Human embryonic stem cells (hESC) are pluripotent and can thus be used to generate many cell types present in the human body. In addition, the cells are highly expandable, which enables large numbers to be produced prior to differentiation into the cell type required.
A panel of 5 of the 20 hESC lines derived by Roslin Cells were used to make embryoid bodies, which are cell aggregates that are allowed to differentiate in an undirected manner. Our special interest is in the production of hepatocytes, so we selected the hESC line that showed the strongest natural tendency to make these cells (RC10).

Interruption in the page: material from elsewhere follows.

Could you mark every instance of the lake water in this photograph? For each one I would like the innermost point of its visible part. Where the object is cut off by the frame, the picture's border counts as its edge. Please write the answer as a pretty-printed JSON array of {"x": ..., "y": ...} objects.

After 17 days of directed differentiation, key markers of mature hepatocytes were expressed by RC10 derived hepatocyte-like cells (Figure 2).
In addition, the hepatocyte-like cells were shown to be metabolically active, demonstrating basal CYP3A activity, albumin secretion, urea genesis, and testosterone metabolism.
A feature of hESC lines that has made them more difficult to work with is that, when dissociated into a single-cell suspension and re-seeded into fresh plates, they have a tendency to differentiate spontaneously. For this reason, many laboratories prefer to passage the cells physically without using trypsin; however, this introduces great variance in cell number between wells after re-plating and should be avoided.
Interestingly, the RC10 hESC line is also more resistant to the deleterious effects of single-cell passaging, making it a good choice for producing hepatocytes for cell-based assays. This feature also means that RC10 can be used effectively in cell printing processes to establish artificial stem cell colonies of specific sizes and shapes and to create cell spheroids.